Eltern sollen Unterstützung erhalten, wenn sie bedingt durch die Coronapandemie bereits jetzt ihren Jahresurlaub aufgebraucht haben und berufsbedingt keine Betreuung in den Sommerferien mehr möglich ist. Alle Träger der Mülheimer Kindertageseinrichtungen werden in den kommenden Wochen, im Rahmen der landesseitigen Vorgaben und im Rahmen der jeweiligen Möglichkeiten, mit den Eltern in eine Abstimmung hierüber gehen.

In der dritten Stufe bereiten sich Kindertageseinrichtungen und die Kindertagespflege gemeinsam mit dem Jugendamt auf das neue Kindergartenjahr (ab 1.8.2020) vor, wenn die „neuen“ Kita-Kinder die Einrichtungen besuchen werden.
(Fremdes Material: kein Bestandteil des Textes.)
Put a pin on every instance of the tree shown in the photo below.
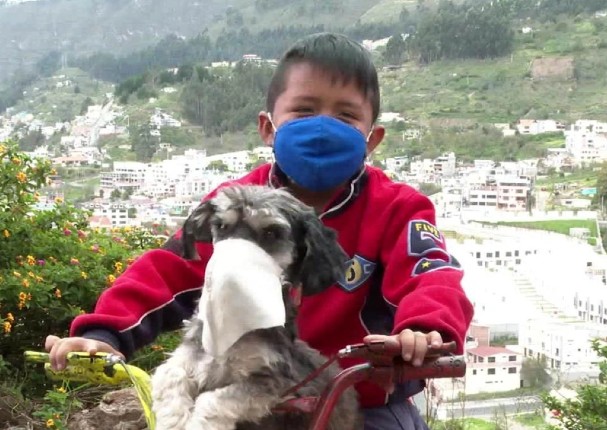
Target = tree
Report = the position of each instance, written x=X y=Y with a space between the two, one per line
x=589 y=409
x=395 y=50
x=534 y=374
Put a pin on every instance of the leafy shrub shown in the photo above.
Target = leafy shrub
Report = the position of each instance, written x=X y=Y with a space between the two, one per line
x=589 y=409
x=53 y=265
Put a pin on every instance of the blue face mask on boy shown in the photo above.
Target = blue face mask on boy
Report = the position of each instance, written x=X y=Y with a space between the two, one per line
x=319 y=152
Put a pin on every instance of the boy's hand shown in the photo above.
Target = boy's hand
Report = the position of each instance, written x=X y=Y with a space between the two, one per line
x=58 y=349
x=414 y=344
Hier gilt es vor allem die Eingewöhnungsphase zu gestalten und das Distanzgebot zwischen Eltern und dem pädagogischen Personal sicherzustellen. 

Kindergarten, Tageseinrichtung, Kita, Betreuung, Erzieherinnen, Erzieher, Träger, Spielen, Spielzeug - Pixabay(Foto: Pixabay)

Da es bisher keine landesrechtlichen „Corona-Regelungen“ für die Gruppengröße in Kindertageseinrichtungen gibt, zusätzlich das Landesjugendamt eine Empfehlung abgegeben hat, dass ein Mund-Nasen-Schutz im Kitabereich aus pädagogischer Sicht nicht empfohlen wird und ein Abstandsgebot im Kita-Alltag kaum zu gewährleisten ist, müssen alle Beteiligten in der Abwägung von Gesundheitsschutz, notwendiger berufsbedingter Betreuungszeit und pädagogischem Anspruch der Kinder auf gemeinsames Spielen einen ausgleichenden Konsens finden. Dabei spielt – auch vor dem Hintergrund der geplanten schrittweisen Öffnung der Betreuung für weitere Personengruppen - das Wissen um die möglichen noch verbleibenden Kapazitäten in den verschiedenen Betreuungsangeboten und Einrichtungen eine entscheidende Rolle. So können zum Beispiel aufgrund eigener Zugehörigkeit zur Risikogruppe nicht alle Erziehenden und Kindertagespflegepersonen ihrer Tätigkeit nachkommen. Aus diesem Grund ist es vorgesehen, über eine Befragung herauszufinden, wie viele 
Fachkräfte aktuell zur Verfügung stehen (in Prozent der Stunden aller Fachkräfte).

Um im Verhältnis dazu bestimmen zu können, wie viele Kinder in den kommenden Wochen noch in die Betreuungssysteme aufgenommen werden können, bedarf es daher zunächst einer Einschätzung darüber, unter welchen Rahmenbedingungen die vom Land angekündigte schrittweise Öffnung vor Ort in Mülheim erfolgen kann und sollte. 

Die Anwesenden verständigten sich daher am Montag (27.4.) auf einen gemeinsamen Abstimmungsprozess, in dessen Rahmen unter Beteiligung des Gesundheitsamtes unter anderem die Rahmenbedingungen (insbesondere Gruppengröße, Betreuungsschlüssel) mit Blick auf künftige weitere Öffnung der Angebote erörtert werden sollten. Dies wiederum immer unter Berücksichtigung der für die Zukunft weiter anstehenden Vorgaben des Ministeriums (Neufassung Coronabetreuungsverordnung).

Alle Beteiligten haben sich am 27. April ebenfalls darauf verständigt, dass die Ergebnisse in einer erneuten Beratungsrunde nach Pfingsten erörtert werden und ein verlässlicher Fahrplan für die zukünftige Kinderbetreuung für das kommende Kitajahr in Mülheim dann erstellt wird.

Bei allem Tun, so der Jugend- und Gesundheitsdezernent, gilt es das Wohl der Kinder im Auge zu behalten, gleichzeitig Eltern so weit wie möglich zu entlasten und Mitarbeitende weitestgehend zu schützen.